Editor's note: This is one in a weekly series of profiles on locally owned and operated businesses in Southern Oregon.

Editor's note: This is one in a weekly series of profiles on locally owned and operated businesses in Southern Oregon.

What do you do and how long have you been doing it? We do live music, and we've been doing it for 32 years in this valley. I had a place in Ashland called Daddy-O's from 1990 to 2000. I moved to Medford in 2004, and I'm at my second location in Medford. I've been here for four months.

How long have you lived in the Rogue Valley? I moved here in 1980 from Santa Barbara, Calif.

What inspired you to go into this line of work? I've always been a real supporter of live music, and there didn't seem to be anyone around here doing it. There are a lot of bands that are really loud — metal, punk rock — and they don't have anywhere to play.

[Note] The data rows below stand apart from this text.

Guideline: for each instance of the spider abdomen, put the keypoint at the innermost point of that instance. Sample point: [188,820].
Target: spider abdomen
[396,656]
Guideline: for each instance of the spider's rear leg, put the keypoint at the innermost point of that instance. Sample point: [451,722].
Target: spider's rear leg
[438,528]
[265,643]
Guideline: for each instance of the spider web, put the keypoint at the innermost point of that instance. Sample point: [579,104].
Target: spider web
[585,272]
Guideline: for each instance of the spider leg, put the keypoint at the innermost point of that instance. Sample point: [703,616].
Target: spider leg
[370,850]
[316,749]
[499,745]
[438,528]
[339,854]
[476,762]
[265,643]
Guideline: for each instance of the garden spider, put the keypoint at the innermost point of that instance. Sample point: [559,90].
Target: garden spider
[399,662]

There are other venues that want a certain kind of music, and I run the gamut. I do a little of everything; that's how I fell into it. We have local bands, a lot of bands from around the country and even overseas. I booked the Avett Brothers, and they're on the country music channel now with videos. I booked The Devil Makes Three years ago when no one knew who they were. There were 20 to 25 people the first time they played, and now they open for huge names. They sold out the Ashland Armory a couple of weeks ago.

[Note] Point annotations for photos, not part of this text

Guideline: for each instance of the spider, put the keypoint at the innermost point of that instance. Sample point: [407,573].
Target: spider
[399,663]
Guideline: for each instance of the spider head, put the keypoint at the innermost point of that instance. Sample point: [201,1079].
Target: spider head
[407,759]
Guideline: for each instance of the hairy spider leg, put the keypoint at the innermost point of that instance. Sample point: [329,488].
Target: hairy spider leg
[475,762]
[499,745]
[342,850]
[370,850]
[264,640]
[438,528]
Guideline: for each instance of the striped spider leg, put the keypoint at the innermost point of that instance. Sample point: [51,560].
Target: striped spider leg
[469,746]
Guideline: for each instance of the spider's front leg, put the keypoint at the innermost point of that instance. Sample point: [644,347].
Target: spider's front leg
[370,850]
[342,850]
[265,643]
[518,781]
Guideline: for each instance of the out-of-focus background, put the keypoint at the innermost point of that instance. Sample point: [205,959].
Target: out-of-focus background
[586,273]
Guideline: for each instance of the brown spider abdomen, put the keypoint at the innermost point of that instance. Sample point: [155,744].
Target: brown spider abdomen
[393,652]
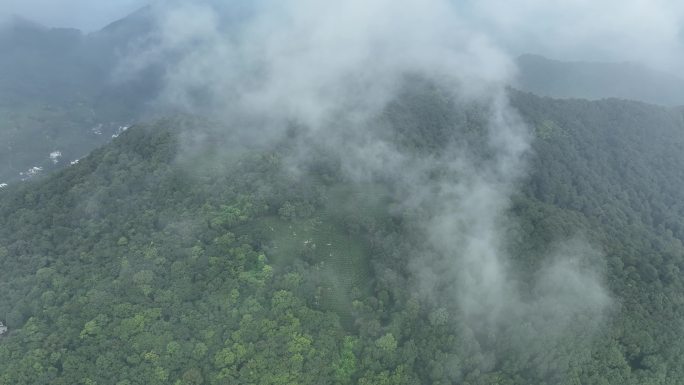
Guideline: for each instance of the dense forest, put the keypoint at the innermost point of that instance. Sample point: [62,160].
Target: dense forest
[150,262]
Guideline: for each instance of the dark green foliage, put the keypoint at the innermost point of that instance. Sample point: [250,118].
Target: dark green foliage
[151,262]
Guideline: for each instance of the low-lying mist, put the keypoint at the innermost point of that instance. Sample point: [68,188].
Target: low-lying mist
[336,70]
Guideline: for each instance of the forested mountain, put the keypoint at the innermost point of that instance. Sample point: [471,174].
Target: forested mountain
[59,92]
[152,262]
[596,80]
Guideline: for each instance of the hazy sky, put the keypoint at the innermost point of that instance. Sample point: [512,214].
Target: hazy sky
[87,15]
[648,31]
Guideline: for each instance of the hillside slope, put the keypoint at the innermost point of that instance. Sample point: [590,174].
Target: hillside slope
[596,80]
[149,262]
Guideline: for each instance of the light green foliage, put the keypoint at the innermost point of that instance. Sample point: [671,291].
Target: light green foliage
[246,277]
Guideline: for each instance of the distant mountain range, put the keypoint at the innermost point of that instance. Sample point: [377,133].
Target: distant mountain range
[61,90]
[595,80]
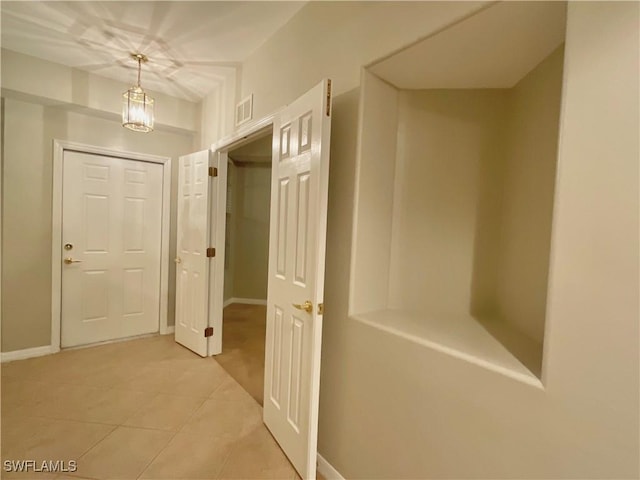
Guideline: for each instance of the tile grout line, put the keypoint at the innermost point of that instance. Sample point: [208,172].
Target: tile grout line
[181,428]
[175,433]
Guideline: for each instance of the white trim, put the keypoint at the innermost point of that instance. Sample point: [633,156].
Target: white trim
[244,134]
[246,301]
[327,470]
[27,353]
[59,148]
[218,210]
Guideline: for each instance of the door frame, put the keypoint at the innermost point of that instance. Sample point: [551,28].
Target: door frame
[59,147]
[219,151]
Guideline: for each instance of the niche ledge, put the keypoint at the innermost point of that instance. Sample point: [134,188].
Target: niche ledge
[465,338]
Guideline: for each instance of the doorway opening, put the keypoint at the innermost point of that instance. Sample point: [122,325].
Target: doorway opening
[246,263]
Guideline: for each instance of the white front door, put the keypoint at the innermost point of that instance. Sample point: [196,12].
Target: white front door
[299,191]
[192,264]
[111,247]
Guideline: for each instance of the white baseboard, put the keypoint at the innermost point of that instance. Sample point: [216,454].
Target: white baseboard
[327,470]
[246,301]
[27,353]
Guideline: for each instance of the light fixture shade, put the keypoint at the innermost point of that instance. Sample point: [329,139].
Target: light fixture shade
[137,110]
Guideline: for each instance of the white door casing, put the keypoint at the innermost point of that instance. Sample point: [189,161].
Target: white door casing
[297,239]
[192,264]
[112,215]
[218,218]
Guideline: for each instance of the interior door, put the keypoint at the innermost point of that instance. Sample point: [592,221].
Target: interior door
[111,247]
[192,264]
[299,191]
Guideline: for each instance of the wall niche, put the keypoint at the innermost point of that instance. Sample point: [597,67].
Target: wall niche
[455,187]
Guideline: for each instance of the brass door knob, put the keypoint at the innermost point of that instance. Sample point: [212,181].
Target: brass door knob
[306,306]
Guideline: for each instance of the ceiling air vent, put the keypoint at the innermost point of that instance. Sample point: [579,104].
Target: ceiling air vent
[244,110]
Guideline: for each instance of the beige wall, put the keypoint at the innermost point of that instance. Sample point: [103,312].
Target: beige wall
[527,203]
[390,408]
[251,244]
[33,79]
[447,141]
[29,130]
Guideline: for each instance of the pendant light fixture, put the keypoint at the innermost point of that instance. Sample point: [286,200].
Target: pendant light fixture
[137,106]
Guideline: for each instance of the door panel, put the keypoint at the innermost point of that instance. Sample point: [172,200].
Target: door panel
[192,264]
[296,275]
[112,219]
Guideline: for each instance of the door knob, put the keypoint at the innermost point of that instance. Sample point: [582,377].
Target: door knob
[306,306]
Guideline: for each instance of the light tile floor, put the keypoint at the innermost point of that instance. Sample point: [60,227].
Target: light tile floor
[145,408]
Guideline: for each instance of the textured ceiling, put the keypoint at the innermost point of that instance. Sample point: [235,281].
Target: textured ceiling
[494,48]
[190,45]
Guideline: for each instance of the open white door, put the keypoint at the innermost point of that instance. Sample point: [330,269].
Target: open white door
[299,191]
[192,263]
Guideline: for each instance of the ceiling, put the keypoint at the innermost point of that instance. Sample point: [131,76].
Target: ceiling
[494,48]
[191,45]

What decision or action would you change if you could do it again? I was on Bartlett Street for eight years and then the Job Council wanted my building. That turned out to be a good thing. I've moved two blocks away, and it's been a total difference. Now I'm more in the loop by Howiee's, Habañeros, Porters and the Rocky-Tonk Saloon & Grill. All of those bars are right in the loop here.

What's the toughest business decision you've made? The way I'm set up was pretty much determined by the (Oregon Liquor Control Commission). There was a time when, if it was before 9 o'clock, I could have all ages listening to music. I don't have minors in here anymore. They were welcome until 9, and then you had to make sure there weren't any minors, and now I don't have to worry about that anymore.

Who are your competitors? Musichead does all-age shows, but I don't do that. I've got a different niche at 21-and-older.

What are your goals? Hopefully, I'll still be in business. It's a hard business dealing with people and the city. To get open where I am now requires more rules and regulations. I had to put in an overhead sprinkler system before I could open. It gets harder to open a business all the time. I had to put in a backflow system for the soda, a grease trap for the water and then I had to put in another emergency exit — it was a nightmare.

What training or education did you need? I took restaurant management when I was in high school. I attended the Southern California Regional Occupation Center. I worked at a Sears cafeteria for management and food service. Beyond that it was pretty much on-the-job training, and over the years I've cooked with a lot of different chefs.

What's your advice for budding entrepreneurs? Do your research, talk to other people and location, location, location.